- Etymology: Name of a Cathlamet village

Location
- Country: United States
- State: Washington
- County: Wahkiakum, Cowlitz, Pacific

Physical characteristics
- Source: Elochoman Lake
- • location: Willapa Hills, Cowlitz County, Washington
- • coordinates: 46°20′20″N 123°12′43″W﻿ / ﻿46.33889°N 123.21194°W
- • elevation: 1,654 ft (504 m)
- Mouth: Columbia River
- • location: Elochoman Slough, Wahkiakum County, Washington
- • coordinates: 46°13′35″N 123°24′2″W﻿ / ﻿46.22639°N 123.40056°W
- • elevation: 0 ft (0 m)
- Length: 15 mi (24 km)
- Basin size: 73 sq mi (190 km^{2})
- • location: For Mouth
- • average: 381 cuft/s

= Elochoman River =

The Elochoman River is a tributary of the Columbia River, in the U.S. state of Washington. It is about 15 mi long.

The river's name comes from the name of a Cathlamet (Chinookan) village.

==Course==
The Elochoman River's headwater's start from Elochoman Lake, in Cowlitz County, from which it flows west for several miles. Joined by the tributary East Fork and North Fork, the main river turns south. After a few miles, the West Fork tributary joins. From there the main Elochoman River flows south and southwest. Its river valley widens into a broad flat bottomland called the Upper Elochoman Valley. Then the river passes through a short but narrow gorge, after which it meanders through the Lower Elochoman Valley.
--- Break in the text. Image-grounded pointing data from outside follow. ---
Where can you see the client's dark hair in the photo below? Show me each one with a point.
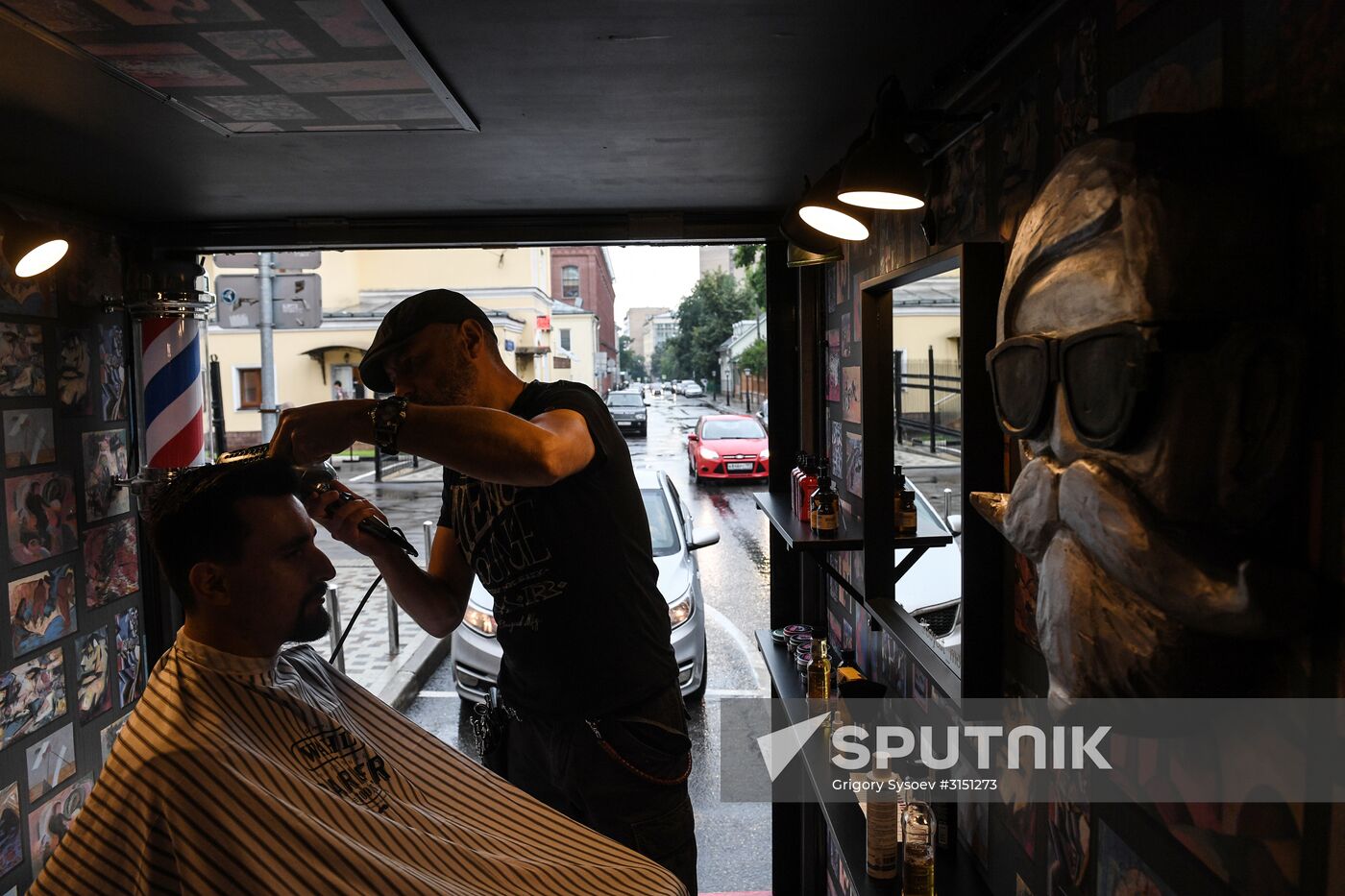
(192, 517)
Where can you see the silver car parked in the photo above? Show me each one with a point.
(477, 651)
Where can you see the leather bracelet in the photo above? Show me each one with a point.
(387, 415)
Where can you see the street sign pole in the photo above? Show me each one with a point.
(265, 271)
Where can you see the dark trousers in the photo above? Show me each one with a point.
(627, 779)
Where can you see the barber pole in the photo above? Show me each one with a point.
(168, 308)
(175, 425)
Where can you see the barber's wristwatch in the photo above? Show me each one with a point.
(387, 416)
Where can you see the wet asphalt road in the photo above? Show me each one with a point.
(733, 838)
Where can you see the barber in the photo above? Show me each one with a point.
(541, 505)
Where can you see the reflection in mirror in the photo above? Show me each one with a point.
(927, 419)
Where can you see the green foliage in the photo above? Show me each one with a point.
(753, 356)
(705, 319)
(631, 362)
(752, 258)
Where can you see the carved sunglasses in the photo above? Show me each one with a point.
(1105, 373)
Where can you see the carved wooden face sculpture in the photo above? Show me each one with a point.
(1153, 396)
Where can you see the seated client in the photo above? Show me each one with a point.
(252, 768)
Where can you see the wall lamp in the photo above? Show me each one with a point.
(30, 248)
(878, 173)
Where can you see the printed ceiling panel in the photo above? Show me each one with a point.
(261, 66)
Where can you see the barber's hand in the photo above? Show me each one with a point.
(315, 432)
(339, 512)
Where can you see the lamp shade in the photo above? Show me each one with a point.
(800, 257)
(820, 210)
(883, 173)
(804, 237)
(30, 248)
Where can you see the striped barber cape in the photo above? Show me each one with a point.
(253, 775)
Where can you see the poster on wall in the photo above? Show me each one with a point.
(110, 736)
(850, 395)
(1122, 872)
(94, 674)
(30, 437)
(22, 361)
(1076, 90)
(1068, 838)
(24, 296)
(131, 657)
(1186, 78)
(49, 824)
(42, 608)
(1018, 159)
(833, 365)
(40, 516)
(50, 763)
(111, 372)
(111, 561)
(11, 831)
(854, 463)
(74, 386)
(33, 694)
(105, 462)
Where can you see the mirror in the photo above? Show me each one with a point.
(703, 537)
(927, 442)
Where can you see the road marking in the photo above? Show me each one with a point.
(742, 641)
(719, 693)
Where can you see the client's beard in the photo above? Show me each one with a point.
(311, 627)
(1122, 607)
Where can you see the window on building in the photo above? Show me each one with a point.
(249, 388)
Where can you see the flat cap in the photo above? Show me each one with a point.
(406, 319)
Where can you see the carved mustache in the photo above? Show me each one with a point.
(1122, 534)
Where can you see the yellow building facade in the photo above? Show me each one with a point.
(511, 285)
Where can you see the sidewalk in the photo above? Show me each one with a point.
(394, 678)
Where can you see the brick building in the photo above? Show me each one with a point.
(581, 276)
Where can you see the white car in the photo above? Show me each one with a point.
(931, 590)
(477, 651)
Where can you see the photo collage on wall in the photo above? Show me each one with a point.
(74, 658)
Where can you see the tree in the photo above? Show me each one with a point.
(705, 321)
(753, 356)
(752, 258)
(631, 362)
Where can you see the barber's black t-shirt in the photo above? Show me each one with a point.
(571, 567)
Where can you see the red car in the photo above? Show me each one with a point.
(728, 447)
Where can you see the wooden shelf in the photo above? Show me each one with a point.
(844, 818)
(799, 537)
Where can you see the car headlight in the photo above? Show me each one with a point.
(480, 621)
(681, 611)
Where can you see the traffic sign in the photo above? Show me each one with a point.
(296, 301)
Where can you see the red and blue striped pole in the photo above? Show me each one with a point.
(168, 311)
(175, 424)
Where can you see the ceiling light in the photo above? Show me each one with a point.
(820, 210)
(29, 248)
(884, 173)
(881, 171)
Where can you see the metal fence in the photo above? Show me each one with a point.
(927, 401)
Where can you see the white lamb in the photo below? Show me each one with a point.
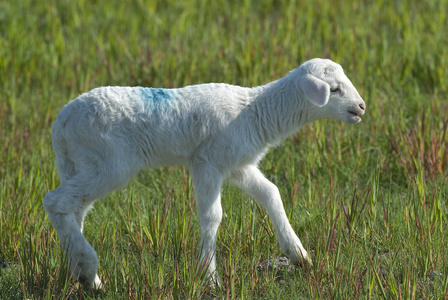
(219, 131)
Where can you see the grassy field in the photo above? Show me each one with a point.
(369, 201)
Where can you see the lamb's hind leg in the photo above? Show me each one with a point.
(63, 206)
(266, 193)
(66, 207)
(207, 184)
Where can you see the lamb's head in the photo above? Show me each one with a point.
(325, 85)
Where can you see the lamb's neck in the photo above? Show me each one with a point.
(280, 109)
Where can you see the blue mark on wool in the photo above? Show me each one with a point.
(155, 99)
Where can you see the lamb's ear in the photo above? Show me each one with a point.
(316, 90)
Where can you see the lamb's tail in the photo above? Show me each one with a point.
(66, 167)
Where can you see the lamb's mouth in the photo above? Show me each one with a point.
(356, 117)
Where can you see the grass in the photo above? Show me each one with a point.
(368, 201)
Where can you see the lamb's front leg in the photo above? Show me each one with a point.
(266, 193)
(207, 183)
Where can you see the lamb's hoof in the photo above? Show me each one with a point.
(96, 284)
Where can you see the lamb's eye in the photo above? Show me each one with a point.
(335, 90)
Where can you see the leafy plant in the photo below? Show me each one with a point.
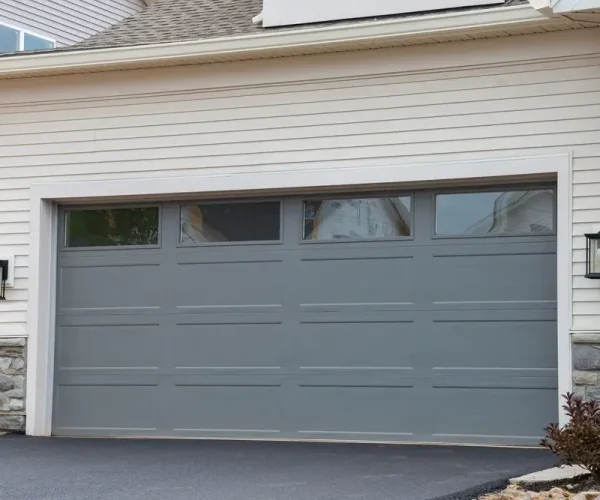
(578, 442)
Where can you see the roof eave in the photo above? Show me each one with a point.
(310, 40)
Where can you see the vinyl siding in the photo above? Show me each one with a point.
(304, 113)
(66, 21)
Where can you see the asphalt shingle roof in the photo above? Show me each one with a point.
(185, 20)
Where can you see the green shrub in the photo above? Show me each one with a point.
(578, 442)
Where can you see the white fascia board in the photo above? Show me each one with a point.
(553, 7)
(290, 12)
(263, 45)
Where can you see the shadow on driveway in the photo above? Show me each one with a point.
(97, 469)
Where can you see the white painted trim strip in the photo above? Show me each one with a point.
(264, 44)
(42, 288)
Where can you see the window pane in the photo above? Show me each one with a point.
(112, 227)
(498, 212)
(9, 39)
(361, 218)
(31, 42)
(221, 222)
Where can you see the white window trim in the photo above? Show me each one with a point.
(44, 235)
(22, 32)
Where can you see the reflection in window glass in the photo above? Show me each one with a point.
(477, 214)
(360, 218)
(9, 39)
(32, 42)
(112, 227)
(222, 222)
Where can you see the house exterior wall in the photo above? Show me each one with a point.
(66, 21)
(485, 99)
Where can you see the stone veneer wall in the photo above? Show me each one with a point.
(12, 384)
(586, 365)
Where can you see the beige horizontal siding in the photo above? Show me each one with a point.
(145, 124)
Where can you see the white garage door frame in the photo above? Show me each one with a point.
(44, 220)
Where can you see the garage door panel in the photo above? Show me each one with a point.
(404, 336)
(493, 414)
(356, 280)
(228, 345)
(247, 282)
(356, 411)
(218, 408)
(109, 346)
(360, 345)
(512, 278)
(104, 408)
(106, 286)
(499, 378)
(517, 344)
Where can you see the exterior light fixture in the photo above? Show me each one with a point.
(3, 278)
(592, 256)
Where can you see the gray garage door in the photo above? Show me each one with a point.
(423, 316)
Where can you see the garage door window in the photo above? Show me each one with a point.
(495, 213)
(111, 227)
(358, 218)
(230, 222)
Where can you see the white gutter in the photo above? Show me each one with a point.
(263, 45)
(560, 7)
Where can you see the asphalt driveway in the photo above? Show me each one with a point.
(76, 469)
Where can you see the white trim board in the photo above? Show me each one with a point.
(42, 286)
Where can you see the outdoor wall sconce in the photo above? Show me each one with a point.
(592, 256)
(3, 278)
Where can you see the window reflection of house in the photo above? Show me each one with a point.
(358, 218)
(518, 212)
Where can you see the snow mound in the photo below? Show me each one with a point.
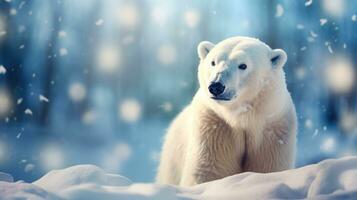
(330, 179)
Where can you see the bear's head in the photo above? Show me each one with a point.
(237, 69)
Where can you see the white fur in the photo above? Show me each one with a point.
(254, 131)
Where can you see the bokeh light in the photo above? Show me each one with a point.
(130, 110)
(108, 59)
(77, 91)
(340, 75)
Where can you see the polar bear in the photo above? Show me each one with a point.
(241, 119)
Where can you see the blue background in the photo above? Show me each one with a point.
(90, 81)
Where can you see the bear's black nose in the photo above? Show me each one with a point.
(216, 88)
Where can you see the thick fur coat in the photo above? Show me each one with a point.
(250, 126)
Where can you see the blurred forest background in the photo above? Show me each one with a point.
(98, 81)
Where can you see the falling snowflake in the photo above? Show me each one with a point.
(308, 123)
(300, 26)
(19, 101)
(99, 22)
(43, 98)
(130, 110)
(28, 111)
(192, 18)
(159, 15)
(323, 21)
(328, 145)
(316, 132)
(280, 141)
(313, 34)
(155, 156)
(166, 54)
(2, 69)
(89, 117)
(77, 91)
(5, 103)
(108, 59)
(62, 34)
(29, 167)
(279, 10)
(128, 16)
(334, 7)
(300, 73)
(308, 3)
(63, 51)
(354, 18)
(51, 157)
(3, 151)
(13, 11)
(167, 106)
(348, 121)
(340, 74)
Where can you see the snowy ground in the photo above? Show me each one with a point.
(330, 179)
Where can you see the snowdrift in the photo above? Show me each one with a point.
(330, 179)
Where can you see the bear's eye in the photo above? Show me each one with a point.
(242, 66)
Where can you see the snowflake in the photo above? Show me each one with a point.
(279, 10)
(340, 74)
(43, 98)
(2, 69)
(63, 51)
(108, 59)
(166, 54)
(51, 157)
(328, 145)
(308, 3)
(130, 110)
(192, 18)
(323, 21)
(128, 16)
(28, 111)
(99, 22)
(77, 91)
(5, 103)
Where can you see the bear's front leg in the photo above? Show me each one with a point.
(213, 152)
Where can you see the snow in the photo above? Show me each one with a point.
(354, 18)
(129, 110)
(43, 98)
(77, 91)
(192, 18)
(99, 22)
(2, 69)
(330, 179)
(279, 10)
(308, 3)
(340, 75)
(108, 59)
(323, 21)
(128, 16)
(28, 111)
(5, 102)
(166, 54)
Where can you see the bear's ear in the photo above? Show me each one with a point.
(203, 49)
(278, 58)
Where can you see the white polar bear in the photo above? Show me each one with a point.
(241, 119)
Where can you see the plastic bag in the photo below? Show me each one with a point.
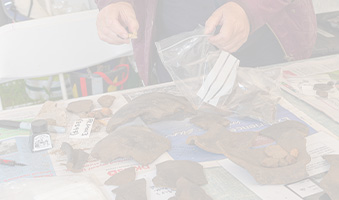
(205, 74)
(254, 96)
(201, 71)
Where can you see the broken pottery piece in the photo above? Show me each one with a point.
(135, 190)
(151, 108)
(186, 190)
(76, 158)
(137, 142)
(330, 182)
(275, 151)
(169, 172)
(122, 178)
(290, 135)
(106, 101)
(80, 106)
(97, 126)
(106, 112)
(207, 121)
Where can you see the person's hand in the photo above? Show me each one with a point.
(116, 21)
(235, 27)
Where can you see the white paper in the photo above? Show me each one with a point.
(82, 128)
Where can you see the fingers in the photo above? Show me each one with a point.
(112, 22)
(128, 17)
(234, 30)
(213, 22)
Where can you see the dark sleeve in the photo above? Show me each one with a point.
(103, 3)
(259, 11)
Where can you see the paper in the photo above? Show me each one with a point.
(318, 144)
(82, 128)
(304, 88)
(220, 79)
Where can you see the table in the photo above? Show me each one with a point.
(222, 184)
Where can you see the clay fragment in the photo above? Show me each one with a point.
(122, 178)
(138, 142)
(289, 135)
(135, 190)
(186, 190)
(97, 126)
(169, 172)
(330, 182)
(76, 158)
(80, 106)
(151, 108)
(106, 101)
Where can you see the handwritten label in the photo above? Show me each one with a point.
(82, 128)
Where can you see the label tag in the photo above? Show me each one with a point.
(82, 128)
(41, 142)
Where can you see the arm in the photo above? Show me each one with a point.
(260, 11)
(238, 19)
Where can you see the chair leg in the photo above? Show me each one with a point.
(63, 86)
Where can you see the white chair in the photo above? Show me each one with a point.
(54, 45)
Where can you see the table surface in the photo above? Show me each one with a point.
(222, 185)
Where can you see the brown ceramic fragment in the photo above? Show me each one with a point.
(290, 135)
(330, 182)
(150, 108)
(138, 142)
(275, 151)
(80, 106)
(106, 101)
(186, 190)
(122, 178)
(97, 126)
(106, 112)
(169, 172)
(135, 190)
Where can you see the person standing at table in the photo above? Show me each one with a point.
(257, 32)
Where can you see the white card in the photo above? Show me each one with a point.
(82, 128)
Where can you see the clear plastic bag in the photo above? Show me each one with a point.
(202, 72)
(205, 74)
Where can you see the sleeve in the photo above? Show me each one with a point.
(103, 3)
(259, 11)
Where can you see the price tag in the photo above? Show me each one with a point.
(82, 128)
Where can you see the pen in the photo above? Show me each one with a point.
(9, 124)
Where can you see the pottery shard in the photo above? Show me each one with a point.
(152, 107)
(81, 106)
(169, 172)
(275, 151)
(135, 190)
(122, 178)
(186, 190)
(106, 101)
(76, 158)
(137, 142)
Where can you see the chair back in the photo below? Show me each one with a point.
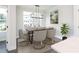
(39, 35)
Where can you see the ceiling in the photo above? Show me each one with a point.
(42, 7)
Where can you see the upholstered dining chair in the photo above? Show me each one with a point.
(38, 38)
(23, 37)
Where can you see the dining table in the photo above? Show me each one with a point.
(32, 29)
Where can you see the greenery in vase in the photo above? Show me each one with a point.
(64, 29)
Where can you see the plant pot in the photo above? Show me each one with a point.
(64, 37)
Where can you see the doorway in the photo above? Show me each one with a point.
(3, 32)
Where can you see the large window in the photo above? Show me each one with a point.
(3, 17)
(30, 19)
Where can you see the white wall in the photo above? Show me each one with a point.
(3, 36)
(76, 20)
(11, 30)
(65, 16)
(19, 11)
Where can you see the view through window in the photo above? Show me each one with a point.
(30, 19)
(3, 18)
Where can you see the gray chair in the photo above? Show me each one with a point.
(38, 38)
(23, 37)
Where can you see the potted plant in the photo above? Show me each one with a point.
(64, 31)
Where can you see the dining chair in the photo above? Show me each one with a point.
(23, 37)
(38, 38)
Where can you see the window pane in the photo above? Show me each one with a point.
(3, 17)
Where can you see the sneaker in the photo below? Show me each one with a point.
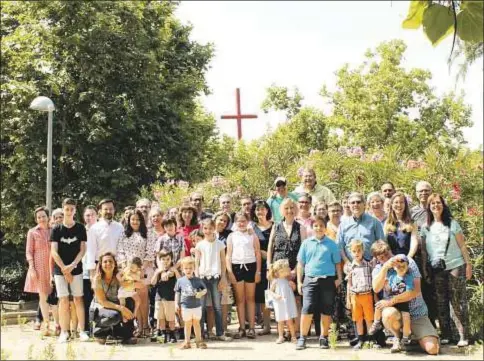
(63, 337)
(83, 336)
(358, 346)
(397, 347)
(223, 338)
(301, 343)
(375, 327)
(406, 340)
(172, 338)
(354, 341)
(323, 343)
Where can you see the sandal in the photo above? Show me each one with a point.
(201, 345)
(241, 333)
(185, 345)
(264, 331)
(251, 333)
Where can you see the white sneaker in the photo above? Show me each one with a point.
(63, 337)
(83, 336)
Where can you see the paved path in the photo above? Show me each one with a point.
(22, 344)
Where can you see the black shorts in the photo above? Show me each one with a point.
(402, 307)
(244, 272)
(318, 295)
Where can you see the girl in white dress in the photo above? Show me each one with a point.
(283, 299)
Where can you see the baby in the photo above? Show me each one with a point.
(127, 278)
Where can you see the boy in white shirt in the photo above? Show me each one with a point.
(210, 267)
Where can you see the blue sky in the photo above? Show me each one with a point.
(302, 43)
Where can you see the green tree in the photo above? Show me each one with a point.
(279, 98)
(123, 76)
(465, 55)
(440, 19)
(381, 103)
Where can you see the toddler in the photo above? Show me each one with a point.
(359, 297)
(397, 283)
(283, 299)
(164, 281)
(127, 277)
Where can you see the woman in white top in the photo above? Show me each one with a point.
(244, 270)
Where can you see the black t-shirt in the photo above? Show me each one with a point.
(69, 245)
(166, 289)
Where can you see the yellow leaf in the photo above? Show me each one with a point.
(415, 15)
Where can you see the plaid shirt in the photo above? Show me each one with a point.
(360, 277)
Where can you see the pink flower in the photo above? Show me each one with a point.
(183, 184)
(356, 152)
(455, 193)
(376, 157)
(343, 150)
(473, 211)
(333, 176)
(413, 164)
(300, 171)
(409, 199)
(218, 181)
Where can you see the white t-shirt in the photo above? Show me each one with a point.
(243, 251)
(210, 263)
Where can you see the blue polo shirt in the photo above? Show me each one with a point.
(319, 257)
(368, 229)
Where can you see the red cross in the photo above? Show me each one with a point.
(239, 116)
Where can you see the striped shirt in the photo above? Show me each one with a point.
(360, 275)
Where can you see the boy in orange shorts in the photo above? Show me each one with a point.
(360, 295)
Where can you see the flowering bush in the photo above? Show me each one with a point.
(253, 168)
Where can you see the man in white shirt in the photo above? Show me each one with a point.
(316, 191)
(103, 236)
(90, 219)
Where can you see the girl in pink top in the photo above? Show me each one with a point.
(40, 267)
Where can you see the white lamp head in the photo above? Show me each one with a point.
(43, 104)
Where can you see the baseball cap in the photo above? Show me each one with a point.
(280, 180)
(401, 258)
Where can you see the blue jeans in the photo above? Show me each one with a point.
(212, 288)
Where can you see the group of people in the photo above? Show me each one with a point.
(302, 256)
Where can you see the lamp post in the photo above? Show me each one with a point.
(44, 104)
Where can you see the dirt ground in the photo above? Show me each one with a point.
(22, 343)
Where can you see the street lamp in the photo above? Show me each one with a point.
(44, 104)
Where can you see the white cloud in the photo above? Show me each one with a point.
(302, 44)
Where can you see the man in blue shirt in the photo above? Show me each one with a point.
(319, 261)
(359, 226)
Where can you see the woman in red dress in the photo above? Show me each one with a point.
(38, 256)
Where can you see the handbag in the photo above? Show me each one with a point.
(269, 301)
(438, 265)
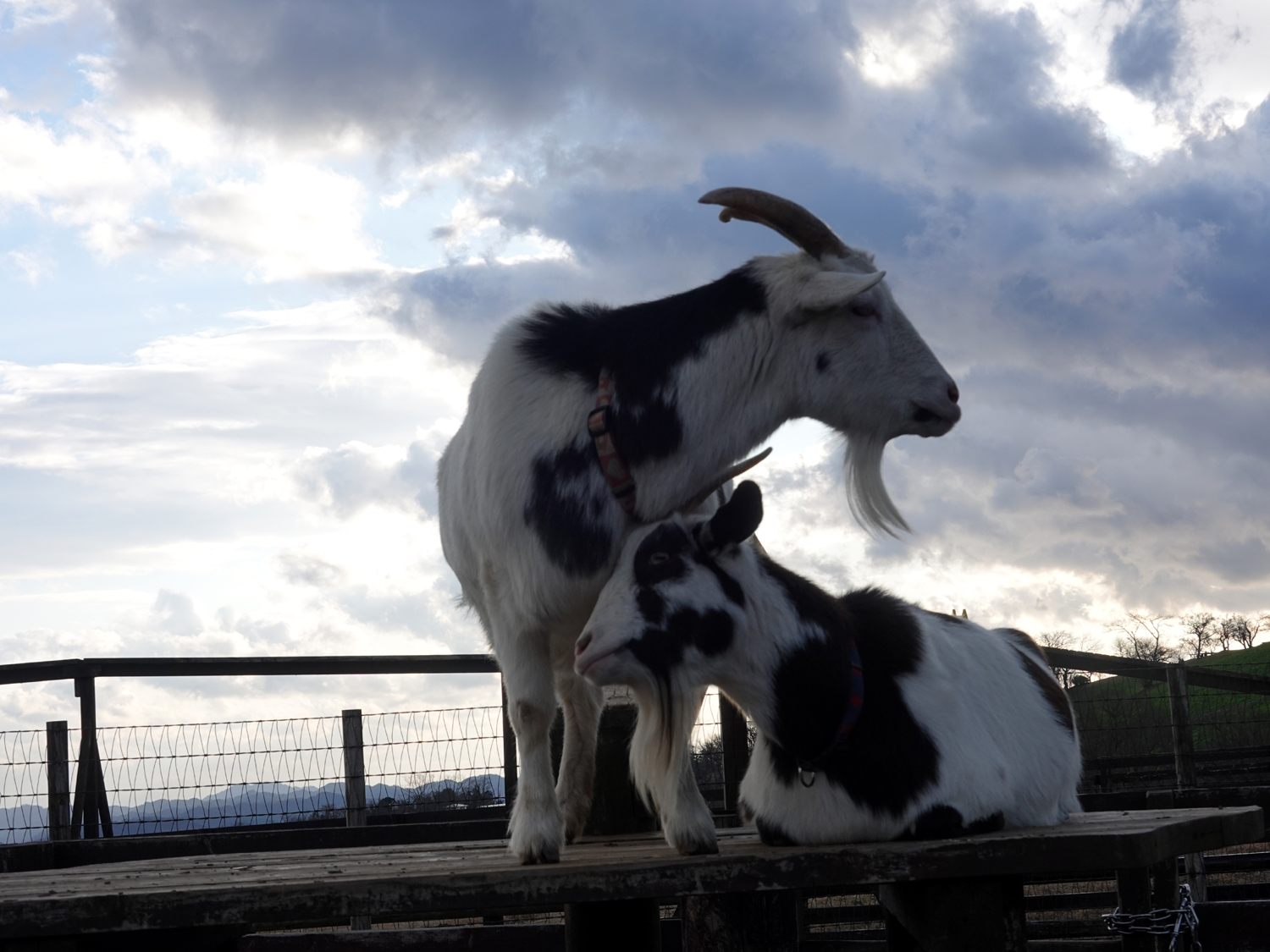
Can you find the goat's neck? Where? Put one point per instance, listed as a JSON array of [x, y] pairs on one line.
[[729, 400]]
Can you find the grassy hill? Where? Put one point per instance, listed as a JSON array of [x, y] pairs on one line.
[[1124, 716]]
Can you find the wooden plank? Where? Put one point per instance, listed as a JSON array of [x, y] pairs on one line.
[[28, 857], [394, 881], [58, 781], [1133, 895], [243, 667], [1234, 927], [485, 938], [355, 768]]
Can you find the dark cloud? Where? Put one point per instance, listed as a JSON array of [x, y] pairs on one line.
[[1145, 51], [1013, 118]]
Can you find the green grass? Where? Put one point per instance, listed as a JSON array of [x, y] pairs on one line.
[[1122, 716]]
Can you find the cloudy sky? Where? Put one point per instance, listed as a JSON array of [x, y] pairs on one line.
[[251, 254]]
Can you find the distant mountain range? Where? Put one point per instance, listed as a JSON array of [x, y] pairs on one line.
[[254, 804]]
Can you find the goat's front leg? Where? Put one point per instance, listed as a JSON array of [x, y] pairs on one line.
[[536, 828], [686, 820], [583, 703]]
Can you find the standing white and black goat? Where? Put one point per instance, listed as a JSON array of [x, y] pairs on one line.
[[586, 421], [875, 718]]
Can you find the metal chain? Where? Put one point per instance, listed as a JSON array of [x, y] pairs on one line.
[[1160, 922]]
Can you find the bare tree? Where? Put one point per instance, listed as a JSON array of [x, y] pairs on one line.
[[1256, 626], [1242, 630], [1143, 637], [1063, 639], [1198, 634]]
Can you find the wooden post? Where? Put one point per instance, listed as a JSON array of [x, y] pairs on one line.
[[91, 809], [744, 922], [58, 781], [627, 924], [734, 735], [1133, 895], [1184, 740], [1163, 893], [1184, 761], [355, 769], [355, 790], [510, 773], [949, 916]]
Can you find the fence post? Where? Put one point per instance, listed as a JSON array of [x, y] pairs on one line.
[[1184, 741], [355, 769], [734, 738], [91, 806], [510, 772], [1184, 761], [58, 781]]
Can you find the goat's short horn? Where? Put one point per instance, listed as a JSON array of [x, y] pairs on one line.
[[781, 215], [721, 479]]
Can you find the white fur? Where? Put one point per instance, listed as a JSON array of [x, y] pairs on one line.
[[746, 382], [1001, 746]]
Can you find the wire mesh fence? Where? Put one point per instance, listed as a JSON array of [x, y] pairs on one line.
[[179, 777], [1127, 728]]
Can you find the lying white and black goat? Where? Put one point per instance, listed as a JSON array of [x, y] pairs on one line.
[[586, 421], [875, 718]]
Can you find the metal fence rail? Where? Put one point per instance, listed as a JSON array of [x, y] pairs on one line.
[[180, 777]]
In its final reach the Elochoman River flows through the sloughs and wetlands of the Columbia River's estuary. The mouth of the river is on Elochoman Slough, a 3 mi long side-channel of the Columbia River located east of Hunting Islands, northwest of Cathlamet. Much of the lower Elochoman River, Elochoman Slough, and Hunting Island are part of the Columbian White-tailed Deer National Wildlife Refuge.

==Natural history==
The Elochoman River supports populations of Chinook, Coho, and Chum salmon, as well winter-run steelhead trout. The steelhead, which routinely number over 1,000 annually, are a draw for sport fishing. The largest salmon (Chinook) ever caught in freshwater in Washington State was caught here by Mark Salmon on Oct 5, 1992, his catch weighed 68 lbs. and 4 ounces.